Feit: Meer mogelijkheden voor arbeidsmigratie betekent minder asielaanvragen
Onderzoek laat zien dat een aanscherping van het migratiebeleid (voor asielzoekers én arbeidsmigranten) gepaard gaat met een toename van niet-gereguleerde migratie, bijvoorbeeld via smokkelroutes. Van een omgekeerde relatie lijkt ook sprake te zijn. Voor de periode 2015-2020 versoepelde Duitsland de toelatingseisen voor arbeidsmigranten uit de westelijke Balkan. Deze maatregel ging gepaard met een scherpe daling in het aantal asielaanvragen (van circa 120.882 in 2015 naar 10.915 in 2017) en een sterke toename in arbeidsmigratie via het reguliere kanaal (tussen 2016 en 2017 werden er 117.123 arbeidscontracten goedgekeurd en al 44.093 werkvisa uitgegeven).
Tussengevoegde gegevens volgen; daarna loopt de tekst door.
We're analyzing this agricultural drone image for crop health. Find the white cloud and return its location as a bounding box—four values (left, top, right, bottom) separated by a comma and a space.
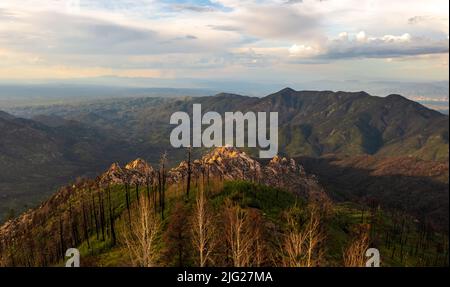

Feit én mythe: We kunnen beter investeren in de circa 1 miljoen Nederlanders die niet of in deeltijd werken
Tegenstanders van arbeidsmigratie wijzen vaak naar de groep Nederlanders die nu niet of in deeltijd werkt. In 2019 schatte het CBS het ‘onbenut arbeidspotentieel’ op circa één miljoen mensen. Het is essentieel dat de overheid er alles aan doet om werklozen en mensen die onvrijwillig in deeltijd werken, naar (meer) werk te begeleiden (zie ook het rapport Werk aan de winkel van Wetenschappelijk Bureau GroenLinks). Tegelijkertijd is het naïef om te denken dat deze groep een-op-een inzetbaar is voor vacatures die nu door arbeidsmigranten worden vervuld. Eerdere pogingen om Nederlandse werklozen in de Westlandse kassen in te zetten, waren zonder succes. Werkgevers klaagden over een lage arbeidsethos en werknemers gaven aan dat zij zich ongeschikt voelden, het werk fysiek te zwaar vonden en dat werklocaties moeilijk bereikbaar waren. Onlangs concludeerde de WRR dat ook met de juiste training en betere matching de meeste werklozen niet in bestaande vacatures passen.
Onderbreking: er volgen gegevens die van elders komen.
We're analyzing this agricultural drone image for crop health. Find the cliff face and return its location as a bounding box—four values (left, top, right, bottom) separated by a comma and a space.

Mythe: Arbeidsmigranten pikken onze banen in
Hoewel veel mensen denken dat arbeidsmigratie leidt tot verdringing van Nederlandse werknemers, concluderen onderzoekers keer op keer dat de komst van arbeidsmigranten weinig effect heeft op de arbeidsmarktpositie van Nederlanders. Hoewel arbeidsmigratie kan leiden tot meer concurrentie, zorgt het niet voor verdringing. De instroom van arbeidsmigranten leidt niet tot meer werkloosheid en wanneer Nederlandse werknemers in sectoren met veel arbeidsmigranten van baan wisselen, gaan zij er in salaris juist op vooruit.